01 Dec 2010

Philip Glass: Itaipu and Three Songs for choir a cappella

Philip Glass has achieved a level of success that places him in a very select group of composers of serious music.

Mozart died at a point where his once-glittering career had him in financial straits. Schubert never heard his greatest compositions performed by a professional orchestra. Beethoven enjoyed some great successes, but he never owned his own publishing company. Philip Glass, however, has Orange Mountain Music, a label solely dedicated to preserving for posterity recorded documents of such compositions as this disc’s Itaipu, a “paean to…the huge hydro-electric dam…on the border between Brazil and Portugal” and Three Songs for Chorus a Cappella, which are not paeans to hydro-electric dams. They are paeans to the 350th anniversary of the founding of Quebec.

What your reviewer admired most about this Orange Mountain disc is the packaging. Simple and elegant, it features a cover photograph of a dam (uncredited and uncaptioned), and some brief notes which give helpful information on the commissioning of the works. No texts were provided for the Three Songs, but the enunciation of The Crouch End Festival Chorus is impeccable. On Itaipu, the Los Angeles Master Chorale has its own impeccability in chanting “oooh” and “ahh” in various formulations.

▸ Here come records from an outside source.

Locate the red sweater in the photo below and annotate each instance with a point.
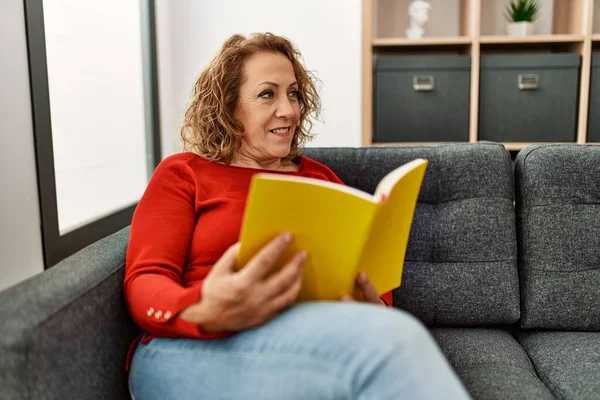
(190, 213)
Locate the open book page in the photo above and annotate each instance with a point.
(326, 220)
(388, 182)
(383, 254)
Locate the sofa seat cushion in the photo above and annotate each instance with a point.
(558, 226)
(567, 362)
(491, 363)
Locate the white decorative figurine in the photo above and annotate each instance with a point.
(418, 12)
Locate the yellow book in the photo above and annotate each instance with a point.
(343, 230)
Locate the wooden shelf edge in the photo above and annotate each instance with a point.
(437, 41)
(501, 39)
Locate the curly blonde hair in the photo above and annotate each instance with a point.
(210, 128)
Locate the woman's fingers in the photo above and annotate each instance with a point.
(260, 265)
(286, 298)
(286, 277)
(226, 264)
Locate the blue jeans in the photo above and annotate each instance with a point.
(324, 350)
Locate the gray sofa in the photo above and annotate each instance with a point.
(503, 265)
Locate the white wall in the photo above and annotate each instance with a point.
(20, 235)
(96, 90)
(327, 33)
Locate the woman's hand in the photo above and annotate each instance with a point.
(364, 291)
(235, 300)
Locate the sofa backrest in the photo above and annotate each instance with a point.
(558, 220)
(461, 261)
(65, 332)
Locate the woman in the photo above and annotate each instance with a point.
(214, 333)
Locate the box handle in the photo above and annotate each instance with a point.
(529, 81)
(423, 83)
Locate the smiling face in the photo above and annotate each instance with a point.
(268, 108)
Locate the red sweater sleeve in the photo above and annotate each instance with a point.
(160, 233)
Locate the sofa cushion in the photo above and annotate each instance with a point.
(460, 266)
(491, 363)
(558, 221)
(567, 362)
(66, 332)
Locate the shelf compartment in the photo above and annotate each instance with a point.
(557, 17)
(447, 19)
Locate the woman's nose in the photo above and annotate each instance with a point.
(284, 109)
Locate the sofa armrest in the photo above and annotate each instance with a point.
(65, 332)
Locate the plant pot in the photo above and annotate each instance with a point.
(520, 28)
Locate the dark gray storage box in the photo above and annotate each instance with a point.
(529, 97)
(421, 98)
(594, 110)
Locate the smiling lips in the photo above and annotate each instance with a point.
(281, 132)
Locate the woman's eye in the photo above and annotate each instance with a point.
(267, 94)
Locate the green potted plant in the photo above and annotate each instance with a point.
(521, 16)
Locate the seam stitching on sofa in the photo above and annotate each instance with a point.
(467, 199)
(461, 262)
(77, 297)
(564, 270)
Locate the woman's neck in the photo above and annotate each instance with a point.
(276, 164)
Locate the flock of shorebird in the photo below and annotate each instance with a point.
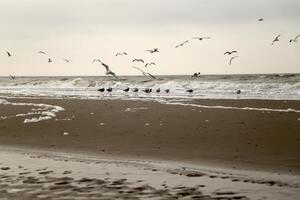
(232, 54)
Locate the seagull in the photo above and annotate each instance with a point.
(230, 52)
(147, 90)
(295, 39)
(201, 38)
(145, 73)
(154, 50)
(276, 39)
(149, 64)
(121, 54)
(108, 71)
(231, 59)
(190, 90)
(135, 90)
(41, 52)
(138, 60)
(101, 90)
(181, 44)
(97, 60)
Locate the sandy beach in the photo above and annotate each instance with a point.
(232, 144)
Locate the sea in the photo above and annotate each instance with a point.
(257, 86)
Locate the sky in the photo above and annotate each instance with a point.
(83, 30)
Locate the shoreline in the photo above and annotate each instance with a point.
(165, 133)
(31, 174)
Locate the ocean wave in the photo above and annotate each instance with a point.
(286, 86)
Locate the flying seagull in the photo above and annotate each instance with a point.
(108, 71)
(276, 39)
(201, 38)
(97, 60)
(138, 60)
(295, 39)
(42, 52)
(149, 64)
(145, 73)
(181, 44)
(121, 54)
(231, 59)
(126, 89)
(153, 51)
(230, 52)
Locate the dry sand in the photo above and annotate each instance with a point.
(266, 144)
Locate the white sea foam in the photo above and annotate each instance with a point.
(44, 111)
(217, 87)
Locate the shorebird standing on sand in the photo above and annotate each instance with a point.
(138, 60)
(229, 52)
(149, 64)
(145, 73)
(121, 54)
(8, 54)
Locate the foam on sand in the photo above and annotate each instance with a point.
(45, 111)
(59, 175)
(230, 107)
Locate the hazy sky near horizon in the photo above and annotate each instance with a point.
(85, 30)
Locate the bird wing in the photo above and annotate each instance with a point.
(232, 59)
(145, 73)
(106, 67)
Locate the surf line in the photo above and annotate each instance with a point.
(45, 111)
(231, 107)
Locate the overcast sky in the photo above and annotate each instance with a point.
(83, 30)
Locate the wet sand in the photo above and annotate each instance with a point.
(28, 174)
(236, 139)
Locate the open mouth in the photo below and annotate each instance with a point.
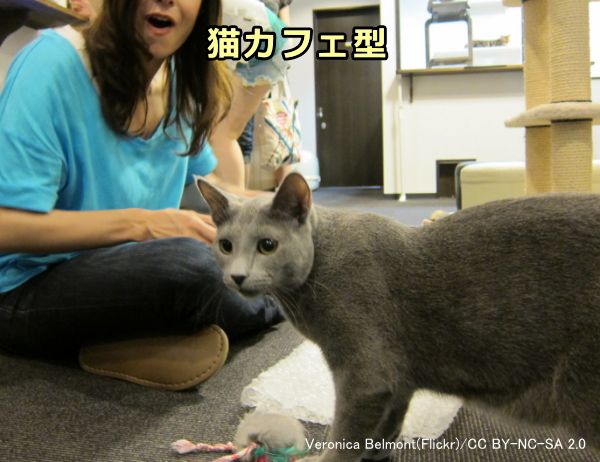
(160, 21)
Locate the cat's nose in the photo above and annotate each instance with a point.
(238, 279)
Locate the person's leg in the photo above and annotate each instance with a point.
(224, 139)
(163, 286)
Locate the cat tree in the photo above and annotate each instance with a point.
(559, 112)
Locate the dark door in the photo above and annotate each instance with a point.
(348, 104)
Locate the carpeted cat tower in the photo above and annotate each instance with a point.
(559, 112)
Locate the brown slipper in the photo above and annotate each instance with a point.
(175, 362)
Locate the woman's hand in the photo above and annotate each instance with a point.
(177, 223)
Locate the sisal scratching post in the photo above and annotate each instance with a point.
(538, 166)
(572, 156)
(538, 160)
(570, 82)
(559, 113)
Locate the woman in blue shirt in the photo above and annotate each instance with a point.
(99, 134)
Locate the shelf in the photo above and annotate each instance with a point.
(410, 73)
(461, 70)
(37, 14)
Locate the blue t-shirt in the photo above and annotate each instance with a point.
(57, 152)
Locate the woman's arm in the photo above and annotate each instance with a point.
(63, 231)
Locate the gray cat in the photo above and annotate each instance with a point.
(498, 304)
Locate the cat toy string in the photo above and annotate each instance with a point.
(251, 453)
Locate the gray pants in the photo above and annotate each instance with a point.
(156, 287)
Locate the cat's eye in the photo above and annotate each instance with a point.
(267, 246)
(225, 246)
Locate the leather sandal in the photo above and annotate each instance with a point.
(175, 362)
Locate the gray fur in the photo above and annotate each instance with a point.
(498, 304)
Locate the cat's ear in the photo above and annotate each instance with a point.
(293, 198)
(217, 201)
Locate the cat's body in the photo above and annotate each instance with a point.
(499, 304)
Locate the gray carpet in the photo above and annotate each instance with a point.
(54, 412)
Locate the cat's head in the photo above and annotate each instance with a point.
(264, 244)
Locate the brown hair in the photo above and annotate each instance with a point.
(199, 90)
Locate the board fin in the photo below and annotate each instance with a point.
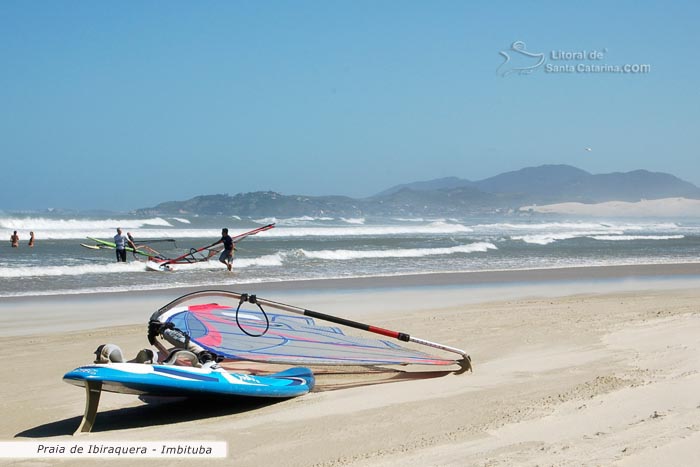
(93, 390)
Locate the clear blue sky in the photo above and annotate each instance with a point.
(122, 105)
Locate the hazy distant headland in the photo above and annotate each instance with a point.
(562, 187)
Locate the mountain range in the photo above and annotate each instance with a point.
(546, 184)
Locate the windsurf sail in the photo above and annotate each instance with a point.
(232, 334)
(196, 255)
(100, 244)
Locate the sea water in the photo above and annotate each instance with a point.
(323, 248)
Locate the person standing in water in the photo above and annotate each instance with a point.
(226, 256)
(121, 242)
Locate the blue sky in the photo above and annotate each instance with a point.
(124, 105)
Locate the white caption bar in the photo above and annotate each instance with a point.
(126, 449)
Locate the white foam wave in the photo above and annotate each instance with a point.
(54, 271)
(42, 223)
(564, 226)
(636, 237)
(292, 221)
(546, 239)
(435, 228)
(356, 221)
(343, 255)
(265, 260)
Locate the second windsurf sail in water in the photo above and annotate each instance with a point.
(196, 255)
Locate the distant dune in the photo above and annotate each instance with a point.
(668, 207)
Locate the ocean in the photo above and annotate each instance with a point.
(324, 248)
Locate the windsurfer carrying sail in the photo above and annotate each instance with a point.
(121, 242)
(226, 256)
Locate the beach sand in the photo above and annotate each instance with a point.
(592, 366)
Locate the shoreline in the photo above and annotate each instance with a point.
(56, 314)
(586, 366)
(432, 279)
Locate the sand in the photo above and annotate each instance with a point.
(599, 370)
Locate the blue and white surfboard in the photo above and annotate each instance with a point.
(171, 380)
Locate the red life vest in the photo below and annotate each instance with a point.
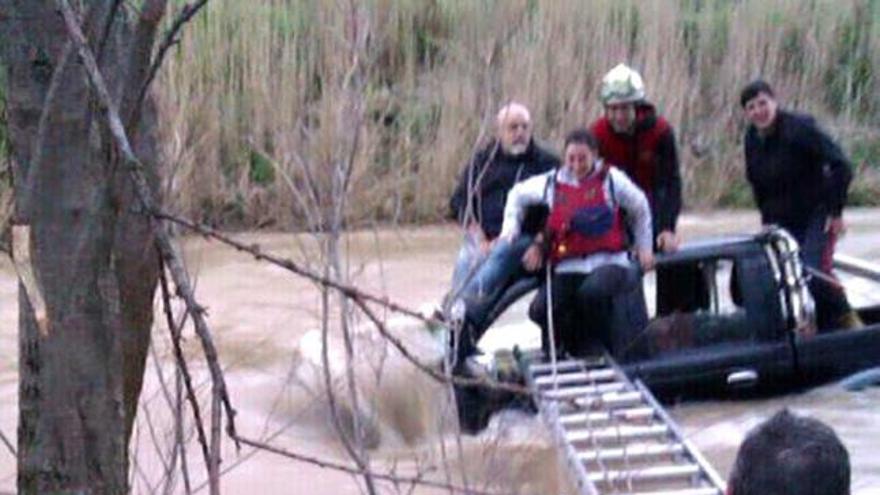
(581, 220)
(635, 154)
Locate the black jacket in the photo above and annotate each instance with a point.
(483, 185)
(796, 172)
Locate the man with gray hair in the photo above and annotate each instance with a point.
(486, 264)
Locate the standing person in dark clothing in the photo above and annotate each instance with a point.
(487, 263)
(799, 178)
(633, 137)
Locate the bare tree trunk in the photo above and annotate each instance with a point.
(81, 368)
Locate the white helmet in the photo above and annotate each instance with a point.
(621, 85)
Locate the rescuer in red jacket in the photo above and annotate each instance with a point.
(633, 137)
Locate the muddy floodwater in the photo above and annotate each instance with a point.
(267, 325)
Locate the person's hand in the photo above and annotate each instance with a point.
(835, 227)
(646, 259)
(533, 258)
(668, 241)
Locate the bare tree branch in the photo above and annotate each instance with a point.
(186, 13)
(163, 238)
(290, 265)
(175, 331)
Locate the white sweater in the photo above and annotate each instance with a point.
(627, 195)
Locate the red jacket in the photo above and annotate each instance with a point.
(582, 222)
(650, 158)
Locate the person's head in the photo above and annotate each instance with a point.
(580, 152)
(621, 90)
(514, 128)
(791, 455)
(759, 104)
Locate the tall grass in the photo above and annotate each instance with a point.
(253, 91)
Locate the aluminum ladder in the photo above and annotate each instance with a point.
(614, 435)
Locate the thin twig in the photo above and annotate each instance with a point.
(175, 331)
(186, 13)
(8, 444)
(214, 463)
(339, 467)
(290, 265)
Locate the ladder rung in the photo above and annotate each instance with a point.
(653, 473)
(577, 377)
(561, 366)
(598, 418)
(637, 452)
(684, 491)
(611, 399)
(617, 433)
(575, 392)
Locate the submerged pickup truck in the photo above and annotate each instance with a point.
(744, 322)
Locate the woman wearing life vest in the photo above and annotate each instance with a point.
(585, 240)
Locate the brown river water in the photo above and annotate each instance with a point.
(267, 326)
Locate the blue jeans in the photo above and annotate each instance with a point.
(501, 267)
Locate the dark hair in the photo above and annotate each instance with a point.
(753, 89)
(791, 454)
(581, 136)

Once beyond the packaging, your reviewer found the disc mostly banal, occasionally irritating and sometimes giggle-inducing. The four-beat rhythm underlying most of the 12 minutes of Itaipu’s first section, Mato Grosso, rivals Poe’s telltale heart for sanity-threatening repetitiousness. The following three sections offer different moods but similar musical procedures, and if the actual dam is as crude in structure as the composition, watch out below. In Three Songs, the chorus members with words to sing are accompanied by others offering harmonic support in very very very simple lines mostly enunciated with “buh buh”s and “dah dah”s.

For those keyed into Glass’s style, these compositions are probably rewarding — hypnotic, one supposes, enveloping. To your reviewer — buh buh buh. And dah dah too.